To stop fornicating or committing homosexual acts would not do anyone any good. The problem goes deeper than just our actions. Paul tells his reader that God has given people over, not to their physical desires, but to the lust that exists in their heart. Their hearts have longed for what they cannot and should not have; therefore God gives them over to impurity.
The word “impurity” is the Greek word akatharsia which means “uncleanness in a moral sense.” God has given people up to the lusts of their hearts to be morally unclean. This word is used 10 times in the New Testament, nine times in Paul. Every time Paul uses the word it is coupled with (and placed directly next to) sexual immorality (see Rom. 1:24; 6:19; 2 Cor. 12:21; Gal. 5:19; Eph. 4:19; 5:3; Col. 3:5; 1 Thess. 2:3; 4:7). There is no doubt that Paul has sexual immorality in mind when he speaks of moral impurity in Romans 1. Later in verse 24 confirms this because our “bodies” are what are dishonored when we sin sexually (1 Cor. 6:18).
The second thing—“the dishonoring of their bodies among themselves”—is probably a fuller description of the first phrase (Moo, The Epistle to the Romans, p. 112). In other words, this phrase describes what impurity really is. It is the “dishonoring” of your body among yourself. “The expression, among themselves, is not without its force; for it significantly expresses how deep and indelible are the marks of infamy imprinted on our bodies” (Calvin).
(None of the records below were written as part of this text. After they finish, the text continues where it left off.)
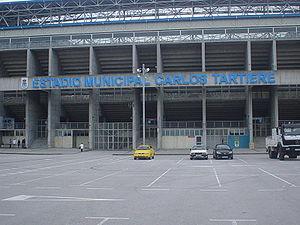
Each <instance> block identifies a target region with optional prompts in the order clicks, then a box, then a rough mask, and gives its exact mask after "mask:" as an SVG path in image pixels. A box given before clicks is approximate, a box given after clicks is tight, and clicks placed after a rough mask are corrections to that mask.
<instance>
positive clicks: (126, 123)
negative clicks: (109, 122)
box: [94, 122, 132, 150]
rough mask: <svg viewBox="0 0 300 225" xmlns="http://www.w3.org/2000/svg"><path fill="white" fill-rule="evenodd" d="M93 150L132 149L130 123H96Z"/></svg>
mask: <svg viewBox="0 0 300 225" xmlns="http://www.w3.org/2000/svg"><path fill="white" fill-rule="evenodd" d="M94 132H95V139H94V141H95V149H100V150H124V149H131V148H132V123H125V122H124V123H96V124H95V130H94Z"/></svg>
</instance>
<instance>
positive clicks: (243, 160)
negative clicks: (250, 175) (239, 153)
mask: <svg viewBox="0 0 300 225" xmlns="http://www.w3.org/2000/svg"><path fill="white" fill-rule="evenodd" d="M237 159H238V160H240V161H242V162H243V163H245V164H248V162H247V161H245V160H243V159H240V158H237Z"/></svg>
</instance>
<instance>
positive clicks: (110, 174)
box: [77, 170, 123, 186]
mask: <svg viewBox="0 0 300 225" xmlns="http://www.w3.org/2000/svg"><path fill="white" fill-rule="evenodd" d="M121 172H123V170H121V171H117V172H114V173H110V174H107V175H105V176H102V177H99V178H96V179H93V180H90V181H87V182H84V183H82V184H79V185H77V186H85V185H87V184H90V183H93V182H95V181H99V180H102V179H104V178H107V177H111V176H113V175H116V174H118V173H121Z"/></svg>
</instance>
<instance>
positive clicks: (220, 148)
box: [216, 145, 230, 150]
mask: <svg viewBox="0 0 300 225" xmlns="http://www.w3.org/2000/svg"><path fill="white" fill-rule="evenodd" d="M216 149H225V150H230V147H229V146H228V145H217V147H216Z"/></svg>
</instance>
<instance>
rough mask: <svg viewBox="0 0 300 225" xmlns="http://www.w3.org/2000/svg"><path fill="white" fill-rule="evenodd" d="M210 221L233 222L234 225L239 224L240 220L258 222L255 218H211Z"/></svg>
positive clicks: (245, 221)
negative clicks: (248, 218)
mask: <svg viewBox="0 0 300 225" xmlns="http://www.w3.org/2000/svg"><path fill="white" fill-rule="evenodd" d="M209 221H210V222H215V223H218V222H228V223H231V224H232V225H238V223H240V222H254V223H255V222H256V220H255V219H210V220H209Z"/></svg>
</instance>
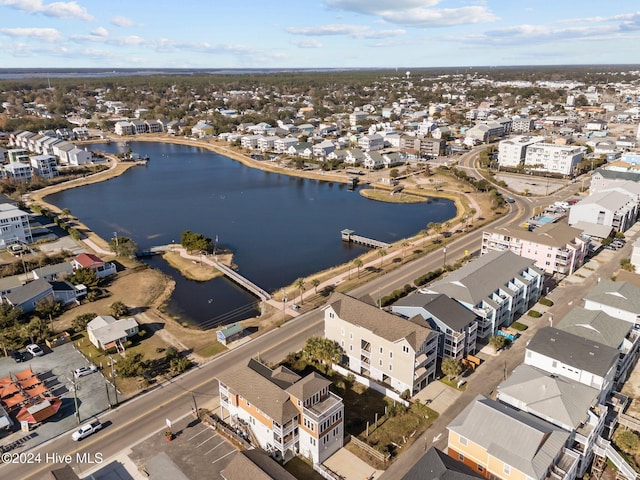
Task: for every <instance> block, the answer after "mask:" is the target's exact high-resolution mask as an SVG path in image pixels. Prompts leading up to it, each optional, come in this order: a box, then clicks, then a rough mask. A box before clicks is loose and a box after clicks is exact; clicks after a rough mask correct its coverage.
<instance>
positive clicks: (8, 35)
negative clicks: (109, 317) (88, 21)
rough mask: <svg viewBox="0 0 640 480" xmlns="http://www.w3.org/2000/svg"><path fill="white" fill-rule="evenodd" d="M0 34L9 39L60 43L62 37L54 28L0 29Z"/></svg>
mask: <svg viewBox="0 0 640 480" xmlns="http://www.w3.org/2000/svg"><path fill="white" fill-rule="evenodd" d="M0 34H4V35H7V36H9V37H27V38H31V39H33V38H35V39H38V40H43V41H45V42H60V41H61V40H62V35H60V32H59V31H58V30H56V29H55V28H0Z"/></svg>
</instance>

God’s desire is for our sanctification, especially in the area of sexuality (see 1 Thess. 4:3-4). Instead of being delivered over to impurity, God wants us to surrender to him and be pure sexually, and in all areas of life. It is no wonder that some 2,000 years after Paul wrote this letter our world is plagued by devastating sexual sin. People have what they desired, and it is ruining lives, families, cultures, and whole countries. God have mercy.